All Rows, All Columns
Usually my first instinct is just to SELECT * FROM mytable WHERE 1
and then just
figure everything out in R afterwards. I intone the words “all rows, all columns”
just like the airline gate agent boarding all rows, all passengers.
But the database that I’m dealing with these days has a particularly pesky column that
is filled with quotation marks, commas, backslashes, grouping symbols of various sorts,
and assorted other things that seem to predict disaster. And today I had a
remarkable breakthrough on the problem that I’m trying to solve. I could do two
separate SELECT
s: one where the gnarly column was LIKE
something and one where it
didn’t matter because something else was NULL
, and I didn’t even need to SELECT
the troublesome column.
After that particular win, I left the office two hours early so that I could beat the traffic and get to the airport by the time that the Delta 747 N669US would be landing at San Diego International Airport less than an hour after the 747 from BA. Now, we get the 747 from BA every day (as I’ve mentioned), and it tends to come in right around sunset, maybe a little bit earlier. But Delta’s 747 was landing during Nautical Twilight. For the sake of photographing something that is moving really, really fast, that is really, really dark. And my fast lens has fierce lens flare when it is wide open. And airports are just covered with lights.

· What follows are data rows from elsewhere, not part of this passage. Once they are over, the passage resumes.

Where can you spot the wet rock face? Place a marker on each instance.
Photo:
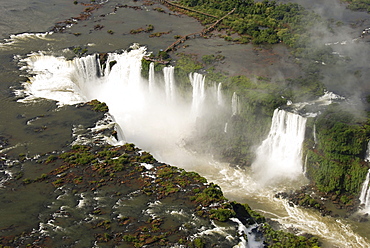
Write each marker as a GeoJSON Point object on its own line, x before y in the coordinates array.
{"type": "Point", "coordinates": [123, 196]}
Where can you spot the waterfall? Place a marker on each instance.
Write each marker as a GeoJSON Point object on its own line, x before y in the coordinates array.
{"type": "Point", "coordinates": [365, 194]}
{"type": "Point", "coordinates": [220, 100]}
{"type": "Point", "coordinates": [280, 154]}
{"type": "Point", "coordinates": [197, 81]}
{"type": "Point", "coordinates": [151, 77]}
{"type": "Point", "coordinates": [367, 158]}
{"type": "Point", "coordinates": [235, 104]}
{"type": "Point", "coordinates": [314, 135]}
{"type": "Point", "coordinates": [169, 80]}
{"type": "Point", "coordinates": [153, 125]}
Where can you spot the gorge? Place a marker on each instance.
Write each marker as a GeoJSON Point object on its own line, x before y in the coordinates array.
{"type": "Point", "coordinates": [254, 136]}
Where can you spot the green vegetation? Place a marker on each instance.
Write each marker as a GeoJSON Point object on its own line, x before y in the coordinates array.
{"type": "Point", "coordinates": [362, 5]}
{"type": "Point", "coordinates": [342, 143]}
{"type": "Point", "coordinates": [261, 22]}
{"type": "Point", "coordinates": [277, 239]}
{"type": "Point", "coordinates": [98, 106]}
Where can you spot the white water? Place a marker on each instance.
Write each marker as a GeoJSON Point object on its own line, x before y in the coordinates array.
{"type": "Point", "coordinates": [199, 94]}
{"type": "Point", "coordinates": [365, 194]}
{"type": "Point", "coordinates": [152, 124]}
{"type": "Point", "coordinates": [169, 80]}
{"type": "Point", "coordinates": [220, 99]}
{"type": "Point", "coordinates": [280, 155]}
{"type": "Point", "coordinates": [235, 107]}
{"type": "Point", "coordinates": [152, 84]}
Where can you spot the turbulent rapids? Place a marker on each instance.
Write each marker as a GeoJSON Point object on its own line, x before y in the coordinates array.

And did you notice that earlier this week Delta retired all of its 747s from regular passenger flights? All of them. If a Delta 747 is coming to your airport, it is a special occasion. (In this case, a Michigan State charter for the Holiday Bowl.)
And while I was waiting for N669US to arrive, I saw the SpaceX launch. If you look up the LiveATC.net archive of Lindbergh Tower, you will hear that they had no idea that it was going to be happening nor what it was.